Essential fatty acids are fats that our body cannot produce by itself, therefore we have to obtain it from our diets. There are two essential fatty acids, alpha-linolenic acid (ALA), more commonly known as an omega 3 fatty acid, and linoleic acid (LA) which is an omega 6 fatty acid.
Most of us may know about the essential fatty acids but may not know what they are, their importance or where they should get it from.
LET’S GET DOWN WITH SOME FATTY FACTS!
- Eicosapentaenoic acid (EPA) and docosahexaenoic acid (DHA) are omega 3 fatty acids that are derived from ALA
- Gamma-linolenic acid (GLA) and arachidonic acid (AA) are omega 6 fatty acids that are derived from LA
Because the derivation of these fatty acids can be impaired by a number of factors, it’s beneficial to obtain them from dietary sources as well which is why they’re often referred to as conditionally essential fatty acids.
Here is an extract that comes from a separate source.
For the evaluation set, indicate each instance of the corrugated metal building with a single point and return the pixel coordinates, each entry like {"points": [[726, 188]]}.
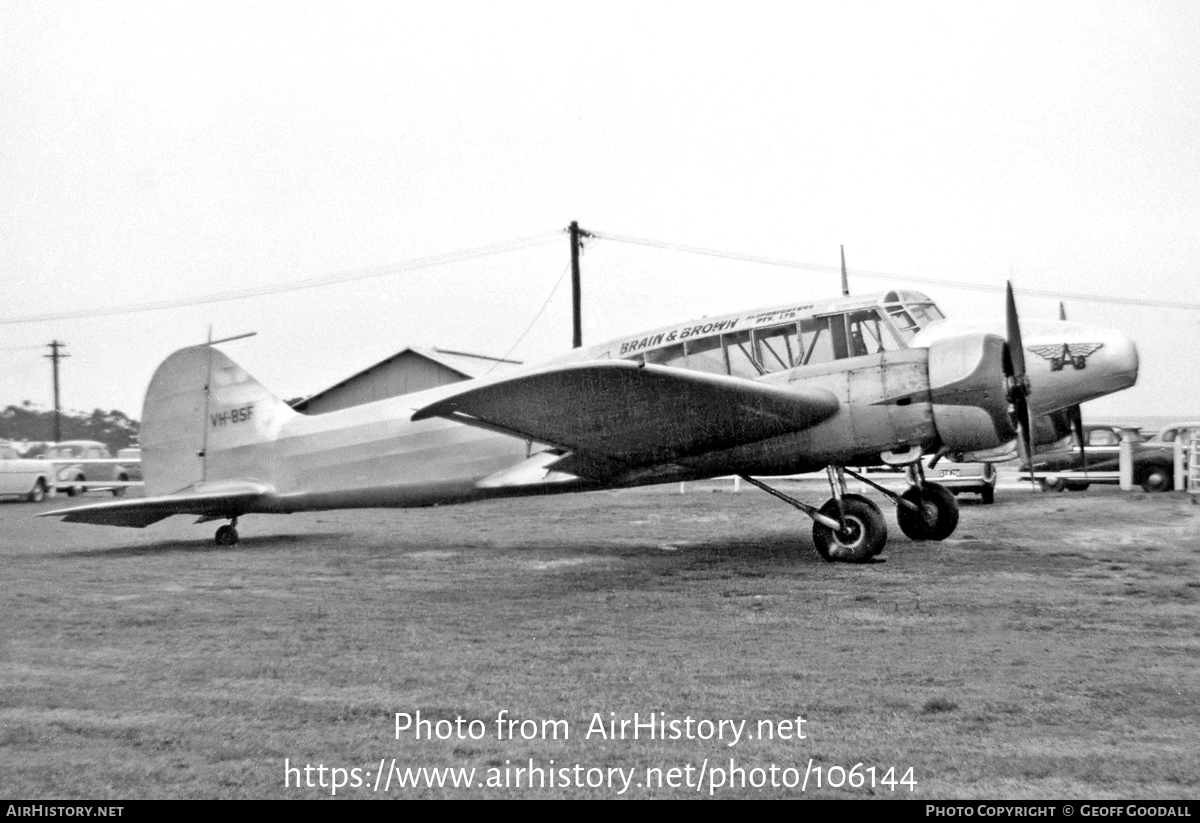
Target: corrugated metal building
{"points": [[408, 371]]}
Experts recommend essential fatty acids to be 2 to 3 % of our daily caloric intake and we must consume 2 to 3 times more Omega 6 as compared to Omega 3. Despite this, our modern diets is deficient in Omega 3 and abundant in Omega 6 and this type of imbalance is associated with significant health issues including heart disease, stroke, cancer, mood disorders, arthritis, osteoporosis, inflammation, and obesity.
The popularity of industrially farmed foods and processed foods is the primary reason why essential fatty acid imbalances have become so common. Most processed foods are made with grains and vegetable oils which makes them excessively high in omega 6 fatty acids as well.
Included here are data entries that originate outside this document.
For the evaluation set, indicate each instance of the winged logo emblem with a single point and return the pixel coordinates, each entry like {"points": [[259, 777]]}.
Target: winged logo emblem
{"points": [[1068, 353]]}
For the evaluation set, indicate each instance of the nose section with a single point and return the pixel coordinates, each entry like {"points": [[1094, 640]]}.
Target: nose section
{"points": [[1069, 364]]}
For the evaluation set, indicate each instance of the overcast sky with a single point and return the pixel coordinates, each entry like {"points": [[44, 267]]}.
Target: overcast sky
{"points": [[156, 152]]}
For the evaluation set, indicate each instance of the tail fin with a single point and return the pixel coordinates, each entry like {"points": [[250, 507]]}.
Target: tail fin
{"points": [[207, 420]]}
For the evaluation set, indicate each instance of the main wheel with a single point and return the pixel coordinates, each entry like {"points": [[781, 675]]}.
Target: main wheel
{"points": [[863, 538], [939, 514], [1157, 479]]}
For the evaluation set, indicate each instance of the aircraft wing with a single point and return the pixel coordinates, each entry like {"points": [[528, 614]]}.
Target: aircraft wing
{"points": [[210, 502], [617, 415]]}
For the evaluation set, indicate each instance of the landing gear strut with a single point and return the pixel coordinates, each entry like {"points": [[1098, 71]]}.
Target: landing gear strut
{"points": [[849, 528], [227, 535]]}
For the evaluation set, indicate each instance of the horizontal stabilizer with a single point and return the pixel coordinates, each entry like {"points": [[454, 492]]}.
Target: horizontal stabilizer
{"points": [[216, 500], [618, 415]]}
Because processed food and conventionally farmed meats and produce are so popular, many people are consuming much more omega 6 fatty acids than they should be and not nearly enough omega 3 fatty acids. In contrast, because the importance of omega 3 fatty acids has been emphasized so strongly, some people are overcompensating with excessive omega 3 supplementation and are actually creating an imbalance in the opposite direction.
Many people are now going out of their way to include additional essential fatty acids in their diet and food manufacturers are now boasting of omega 3 and omega 6 content on the labels of their products. Some of these claims are based primarily on omega 6 content which is the opposite of what most people need. The mere fact that a product contains omega 3 or omega 6 fatty acids doesn’t mean that it’s a healthy food. Some of these products are highly processed, may even contain dangerous trans fats, and are unhealthy enough to outweigh any benefits that may be obtained from the essential fatty acids that they contain.
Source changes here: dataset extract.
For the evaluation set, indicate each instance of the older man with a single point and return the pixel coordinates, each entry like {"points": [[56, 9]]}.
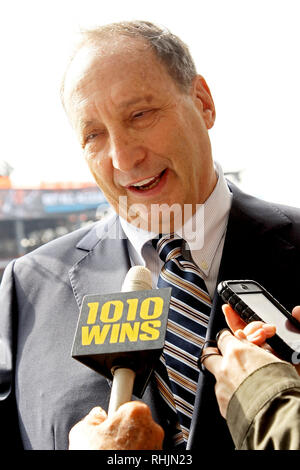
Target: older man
{"points": [[142, 115]]}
As with most nutrients, the most natural and sensible approach is to obtain essential fatty acids from natural whole foods which is what we’ve been doing for millions of years.
- Walnuts, flax seed oil, chia seeds, and hemp seed oil are common sources of the essential omega 3 fatty acid ALA
- Seafood is an excellent source of the conditionally essential fatty acids EPA and DHA which aren’t always properly derived from ALA.
- Vegetable oils are the most common source of the omega 6 fatty acid LA, and it’s conditionally essential derivative GLA is found in borage oil, black currant oil, evening primrose oil, and hemp seed oil
- Meat, dairy, and eggs from pasture raised animals are all good sources of both omega 3 and omega 6 fatty acids
By following a diet that’s based on a healthy balance of these foods that doesn’t include excessive amounts of vegetable oils, essential fatty acid balance should take care of itself and be of little concern.